# New Ondemand Test channel 1001



## jamieh1 (May 1, 2003)

There is a new TEST Channel 1001 up, has alot of HD, 1080p. 720p and SD.

Some of the test titles have R15 in them, is Directv going to somehow add VOD to the R15s?


----------



## merchione (Apr 28, 2008)

Beat me to it.. I just saw Fast and furious T.D. in 1080p (3 mins of it)I think It didnt look any different can anyone confirm that thay are testing 1080p? Also whole movies are up there to...can we download them without a charge?


----------



## drx792 (Feb 28, 2007)

merchione said:


> Beat me to it.. I just saw Fast and furious T.D. in 1080p (3 mins of it)I think It didnt look any different can anyone confirm that thay are testing 1080p? Also whole movies are up there to...can we download them without a charge?


well you need the current CE and an HR20 with Native On to currently get 1080p.

Im not sure why this channel is available....i wonder if its to people with a CE only or if its public.


----------



## merchione (Apr 28, 2008)

drx792 said:


> well you need the current CE and an HR20 with Native On to currently get 1080p.
> 
> Im not sure why this channel is available....i wonder if its to people with a CE only or if its public.


I have an HR21 and my LCD is 1080p it changes when the format changes.


----------



## tonyd79 (Jul 24, 2006)

I noticed a lot of testing files on that channel. Includiing files name CC that I assume were closed captioning tests, files that had resoultion markers on them. And other things. 

I tried downloading college road trip but the audio was waaay out of synch.


----------



## merchione (Apr 28, 2008)

is anyone else seeing this channel? or is it just a test channel for some?


----------



## Jason Whiddon (Aug 17, 2006)

I have access to it (non CE HR20 700). Pretty cool, downloading lost boys tribe right now.

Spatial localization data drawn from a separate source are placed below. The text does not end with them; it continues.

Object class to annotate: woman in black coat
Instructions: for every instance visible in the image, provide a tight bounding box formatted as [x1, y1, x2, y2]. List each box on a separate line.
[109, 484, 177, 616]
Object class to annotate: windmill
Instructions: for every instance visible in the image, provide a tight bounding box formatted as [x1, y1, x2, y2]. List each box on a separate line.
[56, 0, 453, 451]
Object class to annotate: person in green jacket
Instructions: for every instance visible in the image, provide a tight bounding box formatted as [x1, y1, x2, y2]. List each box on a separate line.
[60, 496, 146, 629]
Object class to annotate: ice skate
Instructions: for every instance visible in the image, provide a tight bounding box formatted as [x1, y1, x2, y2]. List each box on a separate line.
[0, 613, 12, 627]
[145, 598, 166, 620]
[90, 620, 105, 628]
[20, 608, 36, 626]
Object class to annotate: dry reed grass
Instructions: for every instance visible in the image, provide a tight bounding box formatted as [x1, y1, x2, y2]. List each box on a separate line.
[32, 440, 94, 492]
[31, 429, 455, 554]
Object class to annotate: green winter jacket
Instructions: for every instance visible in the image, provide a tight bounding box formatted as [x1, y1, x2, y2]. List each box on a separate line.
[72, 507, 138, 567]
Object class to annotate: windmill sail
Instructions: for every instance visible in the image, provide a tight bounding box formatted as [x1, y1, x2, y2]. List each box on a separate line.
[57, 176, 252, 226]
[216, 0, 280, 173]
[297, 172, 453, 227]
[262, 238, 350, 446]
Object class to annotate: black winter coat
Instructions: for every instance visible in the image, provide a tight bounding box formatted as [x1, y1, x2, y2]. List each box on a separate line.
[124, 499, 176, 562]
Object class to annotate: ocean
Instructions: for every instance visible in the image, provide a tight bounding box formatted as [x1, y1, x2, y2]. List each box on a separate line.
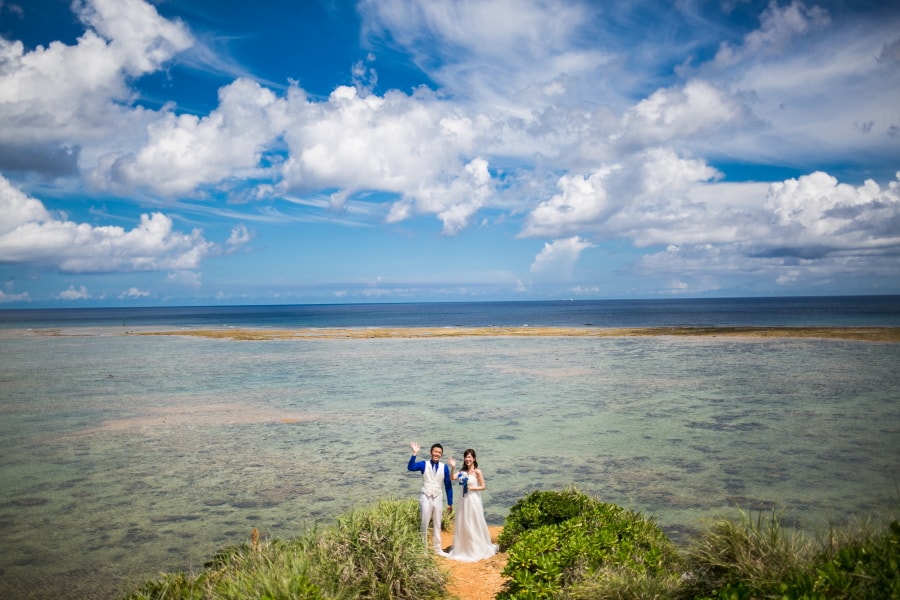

Dunnoe how long itll last but there is a few very new movies on their marked HD, I hope this means DOD is getting ready to speed up on its new pay HD movie additions.


----------



## MikeW (May 16, 2002)

I downloaded the R15 test of Mad Money. It plays fine through HDMI. When I try to play it on a TV connected via component, it tells me I need to replace my HDMI cable with component to view the programming. Not a typo on my side....the message is reversed. The content won't play with component.


----------



## Jason Whiddon (Aug 17, 2006)

Im almost finished with Lost Boys Tribe, seems to play ok in what Ive watched. Have a couple of more HD new releases in the Queue. Both are movies that should not be free, but they appear to be. Wonder if this is a mistake?


----------



## JoeTheDragon (Jul 21, 2008)

elwaylite said:


> Im almost finished with Lost Boys Tribe, seems to play ok in what Ive watched. Have a couple of more HD new releases in the Queue. Both are movies that should not be free, but they appear to be. Wonder if this is a mistake?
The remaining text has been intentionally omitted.